Em setembro de 2020, o Monitor do Debate Político no Meio Digital da USP (Universidade de São Paulo), encontrou marcas de identidade política em São Paulo, principalmente entre pessoas de esquerda, mulheres e jovens que residem fora da periferia. A pesquisa englobou 48 mil perfis de um grande aplicativo de relacionamentos.

“Nós estamos vendo no Brasil um crescimento da polarização afetiva, da hostilidade por quem adota a identidade política adversária -e tudo indica que essa hostilidade está aumentando”, diz Pablo Ortellado, um dos autores da pesquisa e coordenador do Monitor.
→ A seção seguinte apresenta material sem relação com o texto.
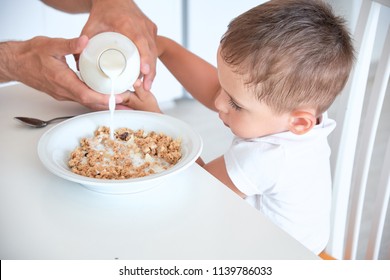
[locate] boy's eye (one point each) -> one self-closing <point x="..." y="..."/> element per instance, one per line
<point x="234" y="105"/>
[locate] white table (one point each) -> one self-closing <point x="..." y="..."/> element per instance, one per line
<point x="189" y="216"/>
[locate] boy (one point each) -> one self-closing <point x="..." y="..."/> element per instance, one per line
<point x="280" y="67"/>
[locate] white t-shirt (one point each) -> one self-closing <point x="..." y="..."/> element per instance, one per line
<point x="287" y="177"/>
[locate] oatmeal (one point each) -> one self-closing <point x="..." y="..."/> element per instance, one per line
<point x="132" y="154"/>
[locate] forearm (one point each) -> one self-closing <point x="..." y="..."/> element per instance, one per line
<point x="196" y="75"/>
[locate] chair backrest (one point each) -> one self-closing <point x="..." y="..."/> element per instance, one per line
<point x="358" y="114"/>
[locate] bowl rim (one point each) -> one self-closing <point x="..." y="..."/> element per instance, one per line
<point x="67" y="174"/>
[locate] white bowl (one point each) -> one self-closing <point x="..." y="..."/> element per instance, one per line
<point x="56" y="145"/>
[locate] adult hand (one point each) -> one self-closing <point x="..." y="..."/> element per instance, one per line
<point x="124" y="16"/>
<point x="141" y="99"/>
<point x="41" y="64"/>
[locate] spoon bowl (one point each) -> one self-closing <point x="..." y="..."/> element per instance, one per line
<point x="37" y="123"/>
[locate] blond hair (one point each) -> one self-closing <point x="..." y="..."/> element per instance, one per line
<point x="292" y="53"/>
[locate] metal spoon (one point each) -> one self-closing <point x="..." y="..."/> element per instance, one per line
<point x="37" y="123"/>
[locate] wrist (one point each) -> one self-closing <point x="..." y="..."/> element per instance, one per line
<point x="7" y="61"/>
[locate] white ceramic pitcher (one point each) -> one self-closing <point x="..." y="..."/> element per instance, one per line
<point x="109" y="60"/>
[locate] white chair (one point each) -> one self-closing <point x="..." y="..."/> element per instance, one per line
<point x="352" y="142"/>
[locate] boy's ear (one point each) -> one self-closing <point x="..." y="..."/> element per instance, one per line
<point x="301" y="122"/>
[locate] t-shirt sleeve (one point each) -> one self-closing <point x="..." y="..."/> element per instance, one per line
<point x="254" y="167"/>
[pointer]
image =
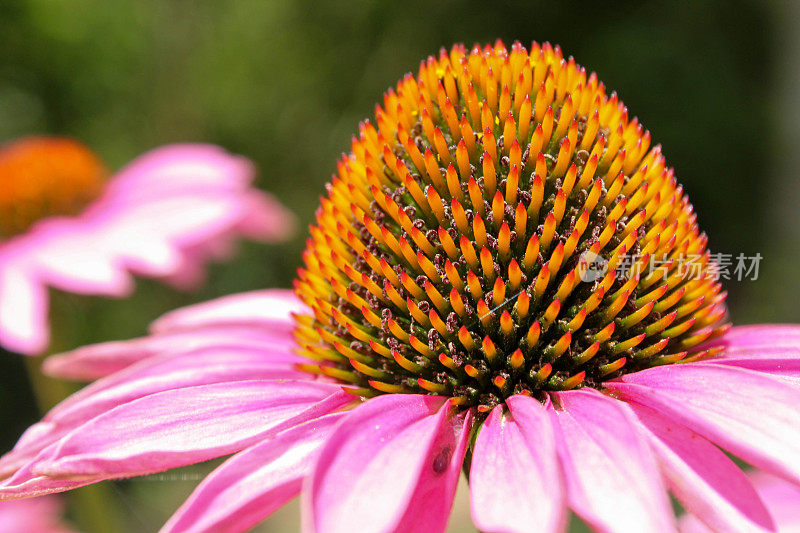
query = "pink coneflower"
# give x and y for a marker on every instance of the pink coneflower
(33, 515)
(64, 224)
(477, 294)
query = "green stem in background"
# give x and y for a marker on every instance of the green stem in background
(93, 505)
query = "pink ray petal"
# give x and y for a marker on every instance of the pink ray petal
(381, 457)
(98, 360)
(613, 482)
(429, 509)
(703, 478)
(515, 481)
(751, 414)
(270, 309)
(159, 374)
(254, 483)
(33, 515)
(185, 426)
(765, 340)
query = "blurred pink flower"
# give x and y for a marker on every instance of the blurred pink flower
(167, 213)
(781, 498)
(221, 378)
(33, 515)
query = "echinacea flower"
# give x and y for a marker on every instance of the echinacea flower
(65, 224)
(478, 294)
(32, 515)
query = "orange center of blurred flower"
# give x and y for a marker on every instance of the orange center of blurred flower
(45, 176)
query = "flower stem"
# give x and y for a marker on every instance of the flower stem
(93, 505)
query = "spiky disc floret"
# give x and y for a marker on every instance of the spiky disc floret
(450, 253)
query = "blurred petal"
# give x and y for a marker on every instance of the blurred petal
(23, 312)
(515, 482)
(251, 485)
(33, 515)
(164, 216)
(98, 360)
(781, 498)
(385, 454)
(271, 309)
(751, 414)
(703, 478)
(613, 482)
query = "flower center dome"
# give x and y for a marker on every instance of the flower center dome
(504, 227)
(45, 176)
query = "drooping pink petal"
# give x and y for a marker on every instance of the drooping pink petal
(764, 340)
(185, 426)
(515, 481)
(381, 457)
(429, 509)
(751, 414)
(98, 360)
(158, 374)
(613, 482)
(33, 515)
(705, 480)
(271, 309)
(788, 369)
(251, 485)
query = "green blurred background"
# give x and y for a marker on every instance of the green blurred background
(286, 82)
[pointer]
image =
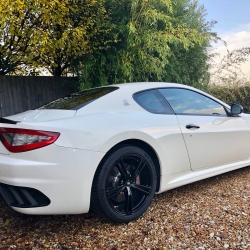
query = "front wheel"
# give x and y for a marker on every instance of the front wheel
(124, 185)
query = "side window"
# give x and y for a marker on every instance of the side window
(153, 102)
(185, 101)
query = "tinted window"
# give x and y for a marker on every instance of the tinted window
(189, 102)
(80, 99)
(152, 101)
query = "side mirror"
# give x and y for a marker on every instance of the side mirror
(236, 109)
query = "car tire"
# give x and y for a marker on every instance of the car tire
(124, 184)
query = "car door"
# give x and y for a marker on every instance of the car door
(212, 137)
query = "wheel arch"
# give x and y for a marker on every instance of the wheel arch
(143, 145)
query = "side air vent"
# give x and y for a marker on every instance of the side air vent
(23, 197)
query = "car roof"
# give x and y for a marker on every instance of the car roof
(147, 85)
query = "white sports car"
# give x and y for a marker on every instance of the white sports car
(112, 148)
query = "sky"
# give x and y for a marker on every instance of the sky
(233, 24)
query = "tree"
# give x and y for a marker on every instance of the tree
(144, 34)
(190, 66)
(48, 34)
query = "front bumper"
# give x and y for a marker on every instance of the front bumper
(49, 180)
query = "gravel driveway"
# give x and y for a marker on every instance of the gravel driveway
(209, 214)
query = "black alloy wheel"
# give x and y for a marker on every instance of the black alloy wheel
(124, 184)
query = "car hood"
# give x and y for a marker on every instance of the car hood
(42, 115)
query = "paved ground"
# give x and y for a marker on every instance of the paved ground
(210, 214)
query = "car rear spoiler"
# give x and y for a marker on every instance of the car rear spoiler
(4, 120)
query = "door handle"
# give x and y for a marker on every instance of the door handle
(190, 126)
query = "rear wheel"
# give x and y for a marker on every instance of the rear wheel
(124, 185)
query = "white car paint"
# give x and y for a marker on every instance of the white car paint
(64, 171)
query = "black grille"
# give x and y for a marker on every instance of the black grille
(23, 197)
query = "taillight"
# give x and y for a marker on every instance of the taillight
(20, 140)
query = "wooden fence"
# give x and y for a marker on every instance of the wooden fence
(21, 93)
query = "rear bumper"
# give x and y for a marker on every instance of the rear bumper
(50, 180)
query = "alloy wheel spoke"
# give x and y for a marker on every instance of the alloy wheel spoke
(110, 192)
(143, 189)
(121, 167)
(139, 169)
(129, 205)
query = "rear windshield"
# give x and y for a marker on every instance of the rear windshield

O pesquisador não descarta que o movimento tenha aumentado dois anos após o inicio do trabalho, e afirma que as relações afetivas com quem pensa diferente contribuem para um ambiente menos hostil.
“A partir do momento que você não convive com pessoas diferentes, a partir do momento que você nega, que acha absurdo, repulsivo ter relações afetivas com uma pessoa que pensa diferente, ou que a gente acha que pensa diferente, essa hostilidade vai se consolidando e aumentando”, complementa o professor.

Maria Goretti Nagime, idealizadora do PTinder, perfil de Instagram para relacionamento entre esquerdistas, afirma que “as pessoas não consideram votar em A ou B uma questão de gosto”, mas sim “porque existem características típicas de uma pessoa progressista e típicas de uma pessoa bolsonarista – perfil do qual buscam fugir”.

“O voto é um pré-requisito cada vez mais forte”, diz. “O que percebo na página é que as pessoas procuram o amor de verdade, uma conexão inexplicável, o frio na barriga. Mas sem admiração mútua, não acontece nem amizade, nem paquera”.